Validation curve

Eval

Validation curve

まとめ
  • Validation curves visualise how training and validation scores change when a single hyperparameter varies.
  • Use validation_curve to sweep a regularisation coefficient, plot both curves, and spot the sweet spot.
  • Learn how to interpret the graph when tuning hyperparameters and what caveats to keep in mind.

1. What is a validation curve? #

A validation curve plots a given hyperparameter on the x-axis and both training/validation scores on the y-axis. Typical interpretation:

  • Training high, validation low → the model is overfitting; increase regularisation or decrease model capacity.
  • Both scores low → underfitting; relax regularisation or choose a more expressive model.
  • Both scores high and close → near an optimal setting; confirm with additional metrics.

While a learning curve analyses “sample size vs. score”, a validation curve analyses “hyperparameter vs. score”.


2. Python example (SVC with C) #

from __future__ import annotations

import matplotlib.pyplot as plt
import numpy as np
from sklearn.datasets import make_classification
from sklearn.model_selection import validation_curve
from sklearn.pipeline import make_pipeline
from sklearn.preprocessing import StandardScaler
from sklearn.svm import SVC


def plot_validation_curve_for_svc() -> None:
    """Plot and save the validation curve for the regularisation parameter of SVC."""
    features, labels = make_classification(
        n_samples=1200,
        n_features=20,
        n_informative=5,
        n_redundant=2,
        n_repeated=0,
        n_classes=2,
        weights=[0.6, 0.4],
        flip_y=0.02,
        class_sep=1.2,
        random_state=42,
    )

    model = make_pipeline(StandardScaler(), SVC(kernel="rbf", gamma="scale"))
    param_range = np.logspace(-3, 2, 10)

    train_scores, valid_scores = validation_curve(
        estimator=model,
        X=features,
        y=labels,
        param_name="svc__C",
        param_range=param_range,
        scoring="roc_auc",
        cv=5,
        n_jobs=None,
    )

    train_mean = train_scores.mean(axis=1)
    train_std = train_scores.std(axis=1)
    valid_mean = valid_scores.mean(axis=1)
    valid_std = valid_scores.std(axis=1)

    plt.figure(figsize=(7, 5))
    plt.semilogx(param_range, train_mean, label="Train score", color="#1d4ed8")
    plt.fill_between(
        param_range,
        train_mean - train_std,
        train_mean + train_std,
        alpha=0.2,
        color="#1d4ed8",
    )
    plt.semilogx(param_range, valid_mean, label="Validation score", color="#ea580c")
    plt.fill_between(
        param_range,
        valid_mean - valid_std,
        valid_mean + valid_std,
        alpha=0.2,
        color="#ea580c",
    )
    plt.title("Validation Curve for SVC (ROC-AUC)")
    plt.xlabel("Regularisation parameter C")
    plt.ylabel("Score")
    plt.ylim(0.5, 1.05)
    plt.legend(loc="best")
    plt.grid(alpha=0.3)


plot_validation_curve_for_svc()
Validation curve for SVC

Lower C over-regularises, higher C overfits. The peak around C ≈ 1 gives the best validation score.


3. Reading the graph #

  • Left side (small C): strong regularisation causes underfitting; both scores are low.
  • Right side (large C): weak regularisation leads to high training score but falling validation score (overfitting).
  • Middle peak: training and validation curves converge, indicating a good trade-off.

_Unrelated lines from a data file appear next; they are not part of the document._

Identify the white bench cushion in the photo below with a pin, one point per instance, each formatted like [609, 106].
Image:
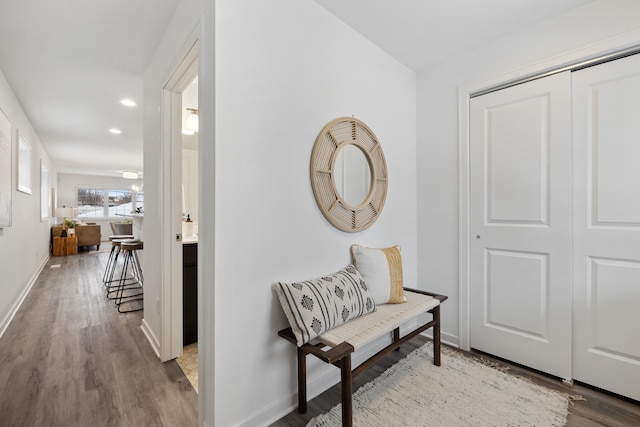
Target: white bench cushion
[368, 328]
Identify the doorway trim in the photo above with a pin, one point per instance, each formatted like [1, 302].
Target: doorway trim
[171, 292]
[592, 53]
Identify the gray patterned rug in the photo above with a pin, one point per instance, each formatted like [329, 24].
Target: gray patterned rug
[461, 392]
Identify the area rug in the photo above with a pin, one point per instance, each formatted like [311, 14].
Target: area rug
[461, 392]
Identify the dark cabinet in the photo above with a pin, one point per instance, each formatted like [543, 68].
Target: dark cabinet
[189, 293]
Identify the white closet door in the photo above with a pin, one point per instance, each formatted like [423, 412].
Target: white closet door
[606, 307]
[520, 224]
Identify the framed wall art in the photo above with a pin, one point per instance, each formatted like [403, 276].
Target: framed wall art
[45, 194]
[5, 171]
[24, 164]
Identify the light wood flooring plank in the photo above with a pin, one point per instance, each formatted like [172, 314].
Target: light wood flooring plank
[600, 408]
[70, 359]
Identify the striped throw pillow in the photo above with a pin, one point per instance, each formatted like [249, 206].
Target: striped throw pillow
[315, 306]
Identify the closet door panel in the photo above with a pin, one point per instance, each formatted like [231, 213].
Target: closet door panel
[606, 152]
[520, 285]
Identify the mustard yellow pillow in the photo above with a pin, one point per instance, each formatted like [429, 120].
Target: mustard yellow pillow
[381, 270]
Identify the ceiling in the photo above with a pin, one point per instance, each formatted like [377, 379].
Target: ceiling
[70, 63]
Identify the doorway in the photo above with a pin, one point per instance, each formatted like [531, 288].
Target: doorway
[180, 207]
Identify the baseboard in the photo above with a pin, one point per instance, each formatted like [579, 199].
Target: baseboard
[16, 306]
[155, 344]
[448, 339]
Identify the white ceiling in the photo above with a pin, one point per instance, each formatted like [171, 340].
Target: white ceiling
[420, 33]
[71, 62]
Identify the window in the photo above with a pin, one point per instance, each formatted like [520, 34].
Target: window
[90, 203]
[107, 203]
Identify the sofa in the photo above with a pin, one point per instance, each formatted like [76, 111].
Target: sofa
[87, 235]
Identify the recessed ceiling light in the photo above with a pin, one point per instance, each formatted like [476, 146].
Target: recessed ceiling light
[130, 174]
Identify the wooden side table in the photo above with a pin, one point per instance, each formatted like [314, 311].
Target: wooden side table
[63, 246]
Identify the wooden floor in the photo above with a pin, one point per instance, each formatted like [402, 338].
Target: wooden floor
[70, 359]
[599, 409]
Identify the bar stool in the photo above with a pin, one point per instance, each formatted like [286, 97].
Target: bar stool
[112, 284]
[113, 253]
[132, 261]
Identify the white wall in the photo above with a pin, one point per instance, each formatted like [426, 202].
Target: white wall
[555, 41]
[24, 246]
[285, 68]
[68, 184]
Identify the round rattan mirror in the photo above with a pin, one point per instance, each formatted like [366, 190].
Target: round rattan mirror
[336, 135]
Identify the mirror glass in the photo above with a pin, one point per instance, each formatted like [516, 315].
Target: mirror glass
[352, 175]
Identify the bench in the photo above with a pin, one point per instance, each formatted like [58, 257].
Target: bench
[336, 345]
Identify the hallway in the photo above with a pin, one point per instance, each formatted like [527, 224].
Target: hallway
[69, 359]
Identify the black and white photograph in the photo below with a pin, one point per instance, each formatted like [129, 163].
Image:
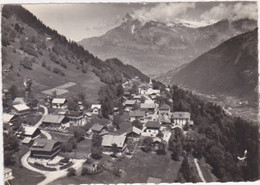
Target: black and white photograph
[129, 92]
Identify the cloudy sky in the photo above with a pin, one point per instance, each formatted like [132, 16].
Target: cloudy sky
[78, 21]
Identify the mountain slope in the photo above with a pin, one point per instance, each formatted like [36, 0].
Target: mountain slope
[147, 46]
[39, 53]
[229, 69]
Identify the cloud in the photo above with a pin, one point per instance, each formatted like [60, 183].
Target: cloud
[231, 11]
[163, 12]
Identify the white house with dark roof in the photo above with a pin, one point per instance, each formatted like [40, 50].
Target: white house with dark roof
[96, 108]
[31, 132]
[8, 118]
[20, 109]
[136, 115]
[59, 102]
[18, 100]
[54, 120]
[164, 109]
[181, 118]
[151, 128]
[129, 104]
[109, 140]
[45, 148]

4. Applying it in practice #

  • Pre-tune exploration: identify a promising hyperparameter range before running expensive searches (grid, random, Bayesian).
  • Check variance: look at the shaded error bands (standard deviation) to judge stability, especially with small datasets.
  • Prioritise multiple parameters: create validation curves for key parameters to decide which ones deserve deeper search.
  • Combine with learning curves: understand “what hyperparameter works” and “whether more data helps” simultaneously.

Validation curves make the direction of hyperparameter tuning intuitive and support decision-making across the team. Keeping these plots for each production model streamlines discussions about next steps.